Um Kandidat der Sozialistischen Partei zu werden, mussten Hollande und seine Mitbewerber sich einer Urabstimmung stellen. Zu dieser waren nicht nur Mitglieder, sondern – erstmals in Frankreich – auch Sympathisanten und voraussicht­liche Wählerinnen der Partei aufgerufen. Nach dem Vorbild der USA wurde diese Abstimmung als élection primaire bezeichnet. Um mit­ent­schei­den zu können, musste man nur einen Euro als symbolischen »Mitgliedsbetrag auf Zeit« zahlen und eine Charta mit den »Grundwerten« der französischen Sozialdemokratie und der Linksparteien unterzeichnen.
Offiziell musste man zudem in die Wählerregister eingetragen, also Staatsbürger sein. Allerdings ließ zumindest die mitunter etwas unorthodoxe Parteijugend MJS (Bewegung der Jungsozialisten) in einigen Fällen auch Jugendliche und sogar »Ausländer« abstimmen. Die konservativ-wirtschaftsliberale Regierungspartei UMP äußerte sich erzürnt darüber, dass einzelne »illegale Einwanderer« hätten votieren können.
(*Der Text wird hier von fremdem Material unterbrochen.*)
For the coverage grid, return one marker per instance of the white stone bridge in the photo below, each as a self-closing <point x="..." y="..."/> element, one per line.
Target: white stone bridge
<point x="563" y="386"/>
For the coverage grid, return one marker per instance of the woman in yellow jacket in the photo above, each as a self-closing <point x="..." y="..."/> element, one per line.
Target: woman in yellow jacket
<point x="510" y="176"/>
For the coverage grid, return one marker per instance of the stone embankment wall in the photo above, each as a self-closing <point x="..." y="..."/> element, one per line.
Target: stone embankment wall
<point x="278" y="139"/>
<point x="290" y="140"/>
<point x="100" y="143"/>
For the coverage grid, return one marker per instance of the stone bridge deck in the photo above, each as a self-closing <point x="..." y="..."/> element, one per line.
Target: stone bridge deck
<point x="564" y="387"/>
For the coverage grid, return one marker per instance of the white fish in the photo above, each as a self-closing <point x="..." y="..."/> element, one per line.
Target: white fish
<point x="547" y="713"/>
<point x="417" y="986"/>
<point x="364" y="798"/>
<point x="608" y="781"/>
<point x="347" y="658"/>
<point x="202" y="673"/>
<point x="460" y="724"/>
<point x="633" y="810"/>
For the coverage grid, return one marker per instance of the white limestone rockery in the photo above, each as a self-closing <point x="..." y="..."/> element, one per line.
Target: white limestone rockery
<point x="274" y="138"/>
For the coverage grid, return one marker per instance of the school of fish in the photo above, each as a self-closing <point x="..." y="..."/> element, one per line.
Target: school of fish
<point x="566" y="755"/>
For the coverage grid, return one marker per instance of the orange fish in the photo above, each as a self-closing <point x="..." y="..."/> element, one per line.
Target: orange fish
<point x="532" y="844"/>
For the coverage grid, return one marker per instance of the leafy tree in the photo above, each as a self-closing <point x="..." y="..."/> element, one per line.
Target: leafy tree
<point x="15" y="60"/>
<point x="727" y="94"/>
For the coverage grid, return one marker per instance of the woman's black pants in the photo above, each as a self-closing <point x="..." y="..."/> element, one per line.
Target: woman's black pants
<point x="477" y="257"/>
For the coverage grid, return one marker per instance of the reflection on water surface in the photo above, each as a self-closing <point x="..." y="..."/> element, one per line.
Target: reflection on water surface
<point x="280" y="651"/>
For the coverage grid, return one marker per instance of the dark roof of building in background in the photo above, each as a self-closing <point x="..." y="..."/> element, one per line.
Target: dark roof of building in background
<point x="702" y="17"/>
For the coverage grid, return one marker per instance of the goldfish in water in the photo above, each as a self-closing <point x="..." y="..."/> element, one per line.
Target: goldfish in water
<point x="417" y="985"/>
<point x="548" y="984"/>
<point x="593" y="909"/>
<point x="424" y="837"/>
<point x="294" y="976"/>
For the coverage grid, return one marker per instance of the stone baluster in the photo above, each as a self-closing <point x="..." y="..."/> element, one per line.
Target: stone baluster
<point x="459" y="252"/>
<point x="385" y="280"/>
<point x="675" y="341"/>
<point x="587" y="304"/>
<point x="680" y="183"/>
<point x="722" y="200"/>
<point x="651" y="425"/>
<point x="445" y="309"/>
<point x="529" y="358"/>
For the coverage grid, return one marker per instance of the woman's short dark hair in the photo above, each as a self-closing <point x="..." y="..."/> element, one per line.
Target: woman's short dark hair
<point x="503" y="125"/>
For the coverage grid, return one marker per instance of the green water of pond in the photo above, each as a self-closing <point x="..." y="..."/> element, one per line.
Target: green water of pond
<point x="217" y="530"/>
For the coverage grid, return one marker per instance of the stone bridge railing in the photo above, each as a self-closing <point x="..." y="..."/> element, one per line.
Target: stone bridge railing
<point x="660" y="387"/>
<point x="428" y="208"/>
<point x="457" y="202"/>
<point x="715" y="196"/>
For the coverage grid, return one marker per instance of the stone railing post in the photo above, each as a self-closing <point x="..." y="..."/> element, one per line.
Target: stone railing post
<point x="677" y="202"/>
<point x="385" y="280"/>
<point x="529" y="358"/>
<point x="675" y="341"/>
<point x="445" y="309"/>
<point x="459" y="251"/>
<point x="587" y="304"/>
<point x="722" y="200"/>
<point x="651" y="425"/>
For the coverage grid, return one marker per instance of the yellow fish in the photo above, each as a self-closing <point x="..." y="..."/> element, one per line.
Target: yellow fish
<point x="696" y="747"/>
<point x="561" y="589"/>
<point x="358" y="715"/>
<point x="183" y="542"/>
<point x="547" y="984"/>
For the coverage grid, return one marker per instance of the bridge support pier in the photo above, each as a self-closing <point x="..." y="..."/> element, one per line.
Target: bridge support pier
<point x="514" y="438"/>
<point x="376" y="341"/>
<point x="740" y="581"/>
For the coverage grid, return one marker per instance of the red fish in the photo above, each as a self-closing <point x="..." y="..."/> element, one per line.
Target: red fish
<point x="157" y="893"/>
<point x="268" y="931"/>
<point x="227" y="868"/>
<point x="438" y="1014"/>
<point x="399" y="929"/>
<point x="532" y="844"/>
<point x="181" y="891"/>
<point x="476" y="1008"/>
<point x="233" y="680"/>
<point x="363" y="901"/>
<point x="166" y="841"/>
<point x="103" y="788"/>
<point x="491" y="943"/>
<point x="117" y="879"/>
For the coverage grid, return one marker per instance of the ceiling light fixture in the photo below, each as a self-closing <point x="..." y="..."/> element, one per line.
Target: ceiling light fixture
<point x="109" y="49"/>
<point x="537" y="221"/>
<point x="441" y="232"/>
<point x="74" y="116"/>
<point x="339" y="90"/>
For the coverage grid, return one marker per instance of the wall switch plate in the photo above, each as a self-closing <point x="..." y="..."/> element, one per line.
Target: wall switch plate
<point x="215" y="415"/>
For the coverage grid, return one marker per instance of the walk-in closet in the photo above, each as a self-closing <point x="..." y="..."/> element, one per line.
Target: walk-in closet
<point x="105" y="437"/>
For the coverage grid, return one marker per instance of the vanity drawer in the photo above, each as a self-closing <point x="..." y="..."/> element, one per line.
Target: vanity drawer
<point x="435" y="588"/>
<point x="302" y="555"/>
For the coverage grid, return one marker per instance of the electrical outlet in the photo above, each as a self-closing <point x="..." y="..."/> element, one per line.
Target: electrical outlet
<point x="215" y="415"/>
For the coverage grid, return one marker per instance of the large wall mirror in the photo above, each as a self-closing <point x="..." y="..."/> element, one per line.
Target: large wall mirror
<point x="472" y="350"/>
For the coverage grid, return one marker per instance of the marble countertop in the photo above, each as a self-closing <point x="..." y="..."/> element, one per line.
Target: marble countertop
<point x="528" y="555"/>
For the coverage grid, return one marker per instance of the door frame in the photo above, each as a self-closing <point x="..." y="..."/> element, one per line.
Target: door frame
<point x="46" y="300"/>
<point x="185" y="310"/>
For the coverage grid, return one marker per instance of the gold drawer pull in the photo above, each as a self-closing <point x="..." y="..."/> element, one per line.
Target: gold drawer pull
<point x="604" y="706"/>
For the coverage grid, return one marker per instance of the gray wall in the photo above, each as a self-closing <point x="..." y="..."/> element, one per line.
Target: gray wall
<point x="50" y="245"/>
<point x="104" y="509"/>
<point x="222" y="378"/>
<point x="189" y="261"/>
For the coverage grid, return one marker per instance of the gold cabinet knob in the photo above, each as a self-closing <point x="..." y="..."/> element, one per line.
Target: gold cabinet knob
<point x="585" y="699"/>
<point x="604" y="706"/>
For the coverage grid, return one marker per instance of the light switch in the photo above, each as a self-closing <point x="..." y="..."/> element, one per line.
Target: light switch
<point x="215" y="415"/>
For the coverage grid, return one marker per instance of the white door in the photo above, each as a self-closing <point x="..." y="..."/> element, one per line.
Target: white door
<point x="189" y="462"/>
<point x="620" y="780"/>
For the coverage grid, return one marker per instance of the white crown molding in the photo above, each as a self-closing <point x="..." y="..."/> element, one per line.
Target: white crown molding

Aus der Sicht der Partei war die Vorwahl ein Erfolg: Rund 2,6 Millionen Wahlberechtigte nahmen an der ersten Abstimmung vor acht Tagen teil, fast drei Millionen wurden es gar an diesem Sonntag. Die UMP hatte vergeblich dagegen agitiert. So hatte ihr Generalsekretär Jean-François Copé behauptet, es bedeute »eine Wiedereinführung des Zensuswahlrechts« – also eines Votums, an dem nur Begüterte teilnehmen dürfen –, wenn von den Teilnehmern ein Euro verlangt werde. Copés Argumentation sorgte allerdings eher für Belustigung. Auch Präsident Sarkozy scheint Zweifel an Talent und Können seiner Mitstreiter zu haben. Die Enthüllungszeitung Canard enchaîné zitiert, wie er Mitarbeiter zusammenstauchte: »Ich habe euch gesagt, ihr sollt den Erfolg der Sozialisten herunterspielen – nicht, ihr sollt euch lächerlich machen.«
Am Ende setzte François Hollande sich mit gut 56 Prozent der Stimmen gegen die Mitbewerberin Martine Aubry durch. Sie waren im ersten Wahlgang eine Woche zuvor die bestplatzierten unter insgesamt sechs Bewerbern. Hollande verspricht angesichts der Wirtschaftskrise und ihrer sozialen Auswirkungen in erster Linie eine »solide Haushaltsführung« im bürgerlichen Sinne. Ab 2013 sollen die auch in Frankreich seit 2008 nicht zuletzt wegen der »Rettungspakete« für die Banken stark angewachsenen Staatsschulden unter die einst im Maastricht-Vertrag fixierte Grenze sinken, also auf drei Prozent des Bruttoinlandsprodukts. Innerhalb von fünf Jahren soll die Neuverschuldung auf Null gesenkt werden.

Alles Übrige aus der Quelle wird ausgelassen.